O PT sem Lula se esfacela, e ele já se prepara para 2014. Ou: o palestrante de luxo faz proselitismo com o lixo
Escrevi certa feita que o PT, como o conhecemos hoje, tem um tempo de duração: o tempo que durar Luiz Inácio Lula da Silva. Depois se esfacela em grupos menores, organizados em torno de interesses corporativos. Não imagino que configuração possa vir a ter. Uma coisa é certa: como está, não fica. Mas isso também […]

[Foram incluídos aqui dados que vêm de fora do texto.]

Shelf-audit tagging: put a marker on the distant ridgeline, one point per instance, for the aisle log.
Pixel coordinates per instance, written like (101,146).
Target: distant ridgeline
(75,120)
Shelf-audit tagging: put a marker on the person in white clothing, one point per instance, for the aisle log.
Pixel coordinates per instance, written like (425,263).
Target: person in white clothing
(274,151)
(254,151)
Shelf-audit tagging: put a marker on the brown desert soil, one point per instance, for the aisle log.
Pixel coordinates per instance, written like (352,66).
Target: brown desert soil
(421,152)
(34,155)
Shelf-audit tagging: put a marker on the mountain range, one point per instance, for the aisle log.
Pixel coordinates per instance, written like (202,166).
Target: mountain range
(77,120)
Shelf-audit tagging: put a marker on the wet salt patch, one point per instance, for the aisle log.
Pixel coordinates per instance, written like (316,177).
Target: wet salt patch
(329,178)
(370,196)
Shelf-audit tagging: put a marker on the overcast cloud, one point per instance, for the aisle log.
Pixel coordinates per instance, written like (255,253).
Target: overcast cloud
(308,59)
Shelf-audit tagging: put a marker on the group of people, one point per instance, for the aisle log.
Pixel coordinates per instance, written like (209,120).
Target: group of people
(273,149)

Escrevi certa feita que o PT, como o conhecemos hoje, tem um tempo de duração: o tempo que durar Luiz Inácio Lula da Silva. Depois se esfacela em grupos menores, organizados em torno de interesses corporativos. Não imagino que configuração possa vir a ter. Uma coisa é certa: como está, não fica. Mas isso também indica que o Ogro Amoroso, o Shrek da política, tentará dar sobrevida ao partido que há e já começa a amaciar o terreno para um eventual retorno. Pode até ser que a presidente Dilma Rousseff venha a achar o caminho da roça. Hoje ela está perdida. Tudo o mais constante, o candidato do PT à Presidência em 2014 chama-se Lula. Por quê? Vamos ver.

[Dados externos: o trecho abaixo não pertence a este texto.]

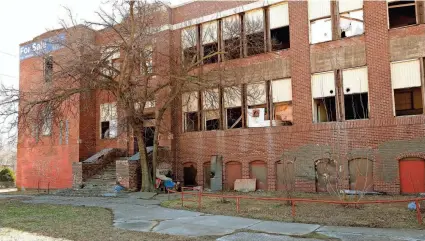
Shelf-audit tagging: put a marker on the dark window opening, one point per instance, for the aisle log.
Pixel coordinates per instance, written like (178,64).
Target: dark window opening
(48,68)
(104,127)
(213,124)
(191,121)
(401,13)
(210,49)
(280,38)
(255,43)
(148,135)
(232,48)
(356,106)
(234,118)
(190,55)
(325,109)
(408,101)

O PT está bastante atrapalhado, dividido em correntes, batendo cabeça em público e mandando companheiros para a guilhotina. O que se passa? Pela primeira vez desde 1980, Lula não pode comandar o partido de modo imperial, impondo a sua vontade com mão de ferro. Petistas jamais respeitaram a distinção entre administração e partido quando no Executivo, pouco importa a esfera: municipal, estadual ou federal. Um sempre serviu como fator de ajuste do outro. Ocorre que a presidente da República é Dilma Rousseff, que tem, por força do cargo, autoridade máxima no governo, mas, à diferença de Lula, não tem influência nenhuma na legenda, onde ainda é vista como uma novata, alguém não plenamente integrada à metafísica da sigla. Se ele podia mudar o partido para servir a seu governo ou mudar o governo para servir a seu partido, ela não tem como fazer esse jogo de compensações.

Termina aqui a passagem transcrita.